The Left’s Struggle for Direction
While capitalism teeters, the left has failed to unite behind a coherent global project. Progressive governments in Latin America face blockades, economic sieges, and judicial warfare, while popular movements suffer demobilization. In Europe, social democracy capitulates to neoliberalism, and anti-capitalist forces remain fragmented and weak. The inability to address new forms of domination from the digital divide to Big Tech monopolies—further delays the birth of a new order.
The Monsters of the Interregnum
In this limbo, crises multiply. Wars rage in Ukraine, Palestine, Sudan, and the Sahel, where resources are seized under the pretext of defending democracy or left to chaos. The environmental crisis worsens as capitalism commodifies nature, fueling fires, floods, and desertification. Inequality deepens: the wealthiest 1% own more than the rest of the world combined, while 735 million endure chronic hunger, even as billionaires reap record profits with the support of media empires and complicit politicians.
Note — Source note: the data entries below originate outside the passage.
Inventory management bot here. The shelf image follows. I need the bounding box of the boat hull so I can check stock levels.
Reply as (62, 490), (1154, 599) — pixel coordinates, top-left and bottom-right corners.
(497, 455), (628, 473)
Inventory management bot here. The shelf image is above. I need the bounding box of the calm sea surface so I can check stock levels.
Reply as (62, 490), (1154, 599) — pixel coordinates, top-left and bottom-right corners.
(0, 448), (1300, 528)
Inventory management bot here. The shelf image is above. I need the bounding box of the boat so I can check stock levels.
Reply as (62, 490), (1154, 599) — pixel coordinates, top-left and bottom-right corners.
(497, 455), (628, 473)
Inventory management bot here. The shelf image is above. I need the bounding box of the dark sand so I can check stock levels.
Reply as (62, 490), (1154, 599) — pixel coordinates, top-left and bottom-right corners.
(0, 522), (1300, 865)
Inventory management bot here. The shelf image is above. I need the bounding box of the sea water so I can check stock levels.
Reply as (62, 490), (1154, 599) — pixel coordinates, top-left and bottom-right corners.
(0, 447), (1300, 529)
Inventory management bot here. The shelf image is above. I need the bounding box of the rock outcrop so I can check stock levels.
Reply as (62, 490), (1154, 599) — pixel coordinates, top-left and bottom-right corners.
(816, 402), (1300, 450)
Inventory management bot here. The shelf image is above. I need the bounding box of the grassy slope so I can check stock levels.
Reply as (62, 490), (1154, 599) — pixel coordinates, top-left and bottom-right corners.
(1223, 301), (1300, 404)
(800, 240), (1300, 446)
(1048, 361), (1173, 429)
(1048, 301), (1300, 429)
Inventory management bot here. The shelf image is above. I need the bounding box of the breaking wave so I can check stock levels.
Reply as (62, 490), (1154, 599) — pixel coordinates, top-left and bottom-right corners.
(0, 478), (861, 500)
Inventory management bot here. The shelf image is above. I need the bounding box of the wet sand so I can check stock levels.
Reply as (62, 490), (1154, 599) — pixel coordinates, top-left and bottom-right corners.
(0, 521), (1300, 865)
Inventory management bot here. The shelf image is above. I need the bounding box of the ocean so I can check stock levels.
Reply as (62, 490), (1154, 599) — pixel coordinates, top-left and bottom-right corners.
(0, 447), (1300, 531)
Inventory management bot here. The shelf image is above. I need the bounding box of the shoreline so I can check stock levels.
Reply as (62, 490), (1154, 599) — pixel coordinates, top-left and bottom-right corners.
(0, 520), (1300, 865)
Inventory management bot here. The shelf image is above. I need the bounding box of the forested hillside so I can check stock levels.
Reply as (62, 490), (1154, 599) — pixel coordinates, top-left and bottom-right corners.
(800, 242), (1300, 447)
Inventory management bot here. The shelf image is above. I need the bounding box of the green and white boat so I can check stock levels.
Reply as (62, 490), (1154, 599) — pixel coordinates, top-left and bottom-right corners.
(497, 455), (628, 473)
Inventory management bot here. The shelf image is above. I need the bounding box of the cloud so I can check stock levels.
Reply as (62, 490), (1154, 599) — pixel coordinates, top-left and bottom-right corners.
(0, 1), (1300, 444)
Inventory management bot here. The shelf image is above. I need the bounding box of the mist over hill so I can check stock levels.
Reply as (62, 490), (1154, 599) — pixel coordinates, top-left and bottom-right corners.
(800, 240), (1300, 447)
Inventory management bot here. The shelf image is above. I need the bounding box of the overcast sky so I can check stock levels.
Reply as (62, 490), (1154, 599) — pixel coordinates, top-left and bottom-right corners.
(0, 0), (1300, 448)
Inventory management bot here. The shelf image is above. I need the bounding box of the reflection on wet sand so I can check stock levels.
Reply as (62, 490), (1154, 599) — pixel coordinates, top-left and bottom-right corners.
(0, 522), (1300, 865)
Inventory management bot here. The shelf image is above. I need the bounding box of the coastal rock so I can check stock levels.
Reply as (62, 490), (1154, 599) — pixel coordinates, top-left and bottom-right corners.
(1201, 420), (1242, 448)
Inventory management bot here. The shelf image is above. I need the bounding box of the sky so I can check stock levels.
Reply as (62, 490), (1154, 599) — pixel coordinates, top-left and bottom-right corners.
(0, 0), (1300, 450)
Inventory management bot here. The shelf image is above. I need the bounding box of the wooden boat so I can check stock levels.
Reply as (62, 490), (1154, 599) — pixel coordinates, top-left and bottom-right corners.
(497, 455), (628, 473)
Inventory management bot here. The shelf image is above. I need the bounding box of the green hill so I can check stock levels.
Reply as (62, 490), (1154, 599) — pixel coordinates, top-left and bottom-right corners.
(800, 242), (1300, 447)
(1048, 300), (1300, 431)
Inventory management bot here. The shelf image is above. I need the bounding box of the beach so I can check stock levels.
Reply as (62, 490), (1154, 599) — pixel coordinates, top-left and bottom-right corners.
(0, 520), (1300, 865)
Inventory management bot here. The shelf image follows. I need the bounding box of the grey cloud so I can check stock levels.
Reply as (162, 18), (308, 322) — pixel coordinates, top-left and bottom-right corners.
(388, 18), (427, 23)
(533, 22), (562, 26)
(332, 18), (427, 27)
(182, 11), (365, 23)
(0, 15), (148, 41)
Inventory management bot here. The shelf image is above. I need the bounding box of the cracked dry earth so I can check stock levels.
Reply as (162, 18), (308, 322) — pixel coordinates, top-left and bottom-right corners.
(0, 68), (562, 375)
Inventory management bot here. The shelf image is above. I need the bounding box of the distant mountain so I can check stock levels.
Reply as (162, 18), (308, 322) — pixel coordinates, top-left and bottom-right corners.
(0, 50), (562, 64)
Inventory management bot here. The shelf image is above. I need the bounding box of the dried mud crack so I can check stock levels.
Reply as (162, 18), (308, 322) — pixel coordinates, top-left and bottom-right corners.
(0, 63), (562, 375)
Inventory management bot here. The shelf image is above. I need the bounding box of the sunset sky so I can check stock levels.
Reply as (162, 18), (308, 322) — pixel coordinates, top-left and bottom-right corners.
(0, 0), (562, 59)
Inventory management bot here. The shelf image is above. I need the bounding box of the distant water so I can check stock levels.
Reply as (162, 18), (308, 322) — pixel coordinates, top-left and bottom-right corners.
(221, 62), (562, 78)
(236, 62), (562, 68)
International law has lost credibility. The International Criminal Court prosecutes African leaders while ignoring crimes committed by the United States and Israel. The UN Security Council has become a veto-wielding club for major powers, prompting calls from the Global South for systemic reform, as seen at the recent BRICS summit in Rio de Janeiro.
Migrants face growing criminalization. In the first six months of his second term, U.S. President Donald Trump launched an aggressive anti-immigration campaign targeting Latin Americans, revoking humanitarian programs, cancelling Temporary Protected Status, ordering mass deportations, separating families, and detaining children. This crackdown builds on policies already in place under previous administrations, including that of Joe Biden, under which Venezuelan migrants saw restrictive measures intensify.
A Search for Alternatives
Can the world build new democratic forms, stronger popular organizations, and renewed international solidarity? The BRICS summit in Rio, held on July 6–7, offered a glimpse of a possible counterweight to the Western-led order. Its expansion to include Egypt, Ethiopia, Iran, Saudi Arabia, and the UAE marked a historic shift toward Global South representation, though tensions remain, such as Brazil’s opposition to Venezuela’s membership.
The summit’s 126-point declaration drew swift backlash from Trump, who denounced BRICS’ plan to de-dollarize trade and expand the New Development Bank as a threat to U.S. dominance, threatening tariffs on nations supporting such moves.
The meeting also highlighted the Civil Council, known as the “BRICS People’s Council,” first proposed in Kazan, Russia. While not yet formalized within BRICS structures, it signals a growing recognition that governments alone cannot solve the crises facing their peoples. João Pedro Stedile of Brazil’s Landless Rural Workers’ Movement called its formal participation “historic” and a necessary method for collective action. Yet progress will be uneven, with each rotating BRICS presidency shaping its priorities, next year India takes the helm, potentially shifting the balance.
Despite the challenges, popular movements are uniting against the monsters of this era protesting Israel’s extreme violence in Gaza, opposing war against Iran, defending Sahel sovereignty, and resisting the exploitation of migrants. Whether these efforts can coalesce into a new global order remains uncertain. But one truth is clear: the interregnum will not last forever. Either a new, just order emerges, or the monsters will win.